Часть 8 (2/2)
— Каааамииии!!!
— Ну а что? Орет как резаный.
Валиева получает неодобрительный взгляд от Алены, цокает, но не вступает в дискуссию, заметив, что Щербакова на репите уже который раз пересматривает видео. Девушка, плотно поджав губы, улыбается, но трясущиеся руки выдают ее. Камила, какой бы занозой не была, видела переживания Ани по поводу потери ребенка, и сейчас, девушка явно сожалела о содеянном ею. Щербакова хотела ребенка, жаль, что поняла это так поздно.
— Знал бы он, что за первые пять минут своей жизни, он уже составил крутую конкуренцию Этери Георгиевне… — Алена и Аня синхронно повернули голову к Валиевой, — Ну, поорал и, пожалуйста, собрал половину хрустальных вокруг себя.

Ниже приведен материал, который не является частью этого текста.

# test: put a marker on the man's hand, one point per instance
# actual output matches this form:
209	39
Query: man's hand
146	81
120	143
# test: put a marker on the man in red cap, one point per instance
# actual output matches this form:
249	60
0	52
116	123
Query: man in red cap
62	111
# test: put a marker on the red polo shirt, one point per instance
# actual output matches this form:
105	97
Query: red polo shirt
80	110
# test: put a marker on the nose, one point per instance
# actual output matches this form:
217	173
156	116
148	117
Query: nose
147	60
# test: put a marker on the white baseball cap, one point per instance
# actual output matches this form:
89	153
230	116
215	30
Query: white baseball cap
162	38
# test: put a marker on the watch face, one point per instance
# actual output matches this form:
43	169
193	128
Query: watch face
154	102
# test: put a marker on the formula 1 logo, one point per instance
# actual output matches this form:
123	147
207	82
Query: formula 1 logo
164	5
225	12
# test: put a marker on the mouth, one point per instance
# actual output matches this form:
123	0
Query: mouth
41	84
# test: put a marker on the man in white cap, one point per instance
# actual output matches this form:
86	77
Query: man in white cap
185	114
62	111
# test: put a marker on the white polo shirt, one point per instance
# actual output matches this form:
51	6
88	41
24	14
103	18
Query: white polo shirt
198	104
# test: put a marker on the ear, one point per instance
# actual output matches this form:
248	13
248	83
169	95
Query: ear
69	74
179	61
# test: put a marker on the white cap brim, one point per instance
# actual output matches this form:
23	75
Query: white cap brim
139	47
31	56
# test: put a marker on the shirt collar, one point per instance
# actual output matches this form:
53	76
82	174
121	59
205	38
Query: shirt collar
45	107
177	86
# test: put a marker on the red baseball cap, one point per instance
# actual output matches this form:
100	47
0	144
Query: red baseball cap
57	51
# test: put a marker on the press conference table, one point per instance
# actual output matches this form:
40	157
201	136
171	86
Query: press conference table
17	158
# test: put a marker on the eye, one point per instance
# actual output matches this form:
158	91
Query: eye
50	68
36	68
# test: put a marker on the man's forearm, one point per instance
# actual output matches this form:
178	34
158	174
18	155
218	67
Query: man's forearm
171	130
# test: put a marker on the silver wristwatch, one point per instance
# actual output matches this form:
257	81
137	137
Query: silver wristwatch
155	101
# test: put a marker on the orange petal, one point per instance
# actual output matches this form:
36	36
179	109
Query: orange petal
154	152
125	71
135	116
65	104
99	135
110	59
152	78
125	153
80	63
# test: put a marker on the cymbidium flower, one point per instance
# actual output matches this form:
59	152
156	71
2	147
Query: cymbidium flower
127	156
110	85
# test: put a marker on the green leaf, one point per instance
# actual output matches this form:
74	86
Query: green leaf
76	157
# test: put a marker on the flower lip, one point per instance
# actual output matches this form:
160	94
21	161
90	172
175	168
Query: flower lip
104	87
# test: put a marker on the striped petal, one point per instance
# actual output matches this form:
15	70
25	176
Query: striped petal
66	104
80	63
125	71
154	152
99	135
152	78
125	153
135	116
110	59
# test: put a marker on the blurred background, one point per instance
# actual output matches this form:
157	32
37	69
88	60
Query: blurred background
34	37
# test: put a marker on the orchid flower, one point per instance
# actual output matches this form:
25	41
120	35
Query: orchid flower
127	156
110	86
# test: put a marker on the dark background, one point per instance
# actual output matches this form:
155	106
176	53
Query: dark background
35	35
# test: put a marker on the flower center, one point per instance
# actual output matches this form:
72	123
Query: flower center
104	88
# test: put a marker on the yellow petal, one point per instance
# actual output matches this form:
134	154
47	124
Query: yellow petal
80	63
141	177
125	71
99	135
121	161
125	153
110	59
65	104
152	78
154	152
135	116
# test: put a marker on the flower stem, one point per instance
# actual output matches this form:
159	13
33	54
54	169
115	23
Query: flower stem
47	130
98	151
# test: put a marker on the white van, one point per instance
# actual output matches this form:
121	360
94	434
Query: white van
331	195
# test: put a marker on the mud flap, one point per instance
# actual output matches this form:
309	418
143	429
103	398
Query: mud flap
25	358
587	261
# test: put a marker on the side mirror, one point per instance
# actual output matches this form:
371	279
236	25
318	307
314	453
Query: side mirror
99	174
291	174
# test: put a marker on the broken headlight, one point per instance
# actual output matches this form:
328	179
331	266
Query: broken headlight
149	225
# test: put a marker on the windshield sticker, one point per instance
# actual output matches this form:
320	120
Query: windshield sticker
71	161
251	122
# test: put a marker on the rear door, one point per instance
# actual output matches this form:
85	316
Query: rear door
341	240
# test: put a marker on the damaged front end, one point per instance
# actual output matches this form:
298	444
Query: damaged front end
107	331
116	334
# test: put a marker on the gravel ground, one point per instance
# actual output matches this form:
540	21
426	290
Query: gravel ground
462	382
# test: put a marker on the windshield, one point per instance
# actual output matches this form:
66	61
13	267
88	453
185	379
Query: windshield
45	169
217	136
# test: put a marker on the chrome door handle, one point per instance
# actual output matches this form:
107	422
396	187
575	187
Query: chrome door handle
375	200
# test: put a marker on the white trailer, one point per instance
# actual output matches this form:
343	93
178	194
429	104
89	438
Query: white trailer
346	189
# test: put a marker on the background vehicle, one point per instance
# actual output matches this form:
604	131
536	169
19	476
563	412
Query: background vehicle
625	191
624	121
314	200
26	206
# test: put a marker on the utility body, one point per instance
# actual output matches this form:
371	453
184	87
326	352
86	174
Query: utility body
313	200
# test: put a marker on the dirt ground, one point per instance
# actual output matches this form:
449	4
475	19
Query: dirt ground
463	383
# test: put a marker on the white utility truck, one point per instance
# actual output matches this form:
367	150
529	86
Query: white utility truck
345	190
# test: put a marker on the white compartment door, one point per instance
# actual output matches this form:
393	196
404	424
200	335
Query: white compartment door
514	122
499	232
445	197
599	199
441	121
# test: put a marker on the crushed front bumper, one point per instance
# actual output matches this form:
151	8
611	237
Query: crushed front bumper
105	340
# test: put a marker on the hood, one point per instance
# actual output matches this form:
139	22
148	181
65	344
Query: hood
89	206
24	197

— Реально… чудовище… — морщится Алена, — Из-за него я снова среди хрусталят застряла.
— Так, ладно. Все живы и здоровы, все, кто должен был сегодня родить — родили. Пора за это выпить, — Валиева молниеносно подскочила, собирая свои вещи со скамьи, — Так, Щербакова за мной. Алена?
— Нет, я обещала Лизе, что вернусь.
— Тогда, до завтра! — Валиева машет и скрывается за дверью, ведущей на лестничную площадку. Щербакова не отставала, — Хочешь, покажу тебе крутой гей-клуб?
— Можно мы просто напьемся без лишних приключений?
— Скучная.
— Спасибо, уже навеселилась на всю жизнь.
Косторная не обманула и действительно сразу ж отправилась после возвращения в номер своего тренера. Лиза уже писала, интересуясь, когда фигуристка вернется, ведь пить одной — плохая идея. А обсудить то, что произошло, она могла только с Аленой.
— Неужели, — Туктамышева впускает девушку к себе, принимая из ее рук бутылку коньяка, — Вовремя, у меня как раз заканчивалось вино. За что выпьем?
— За четыре килограмма и четыреста семьдесят грамм. За то, что я обосралась сегодня на акселе, видимо, проебав свой шанс на Олимпиаду. За то, что я ненавижу Щербакову и хочу ее убить.
— Много поводов, одной может быть мало, — Лиза наливает коньяк до самых краев в бокал, — Добавлю свой повод. За то, что я дура, которая влюбилась.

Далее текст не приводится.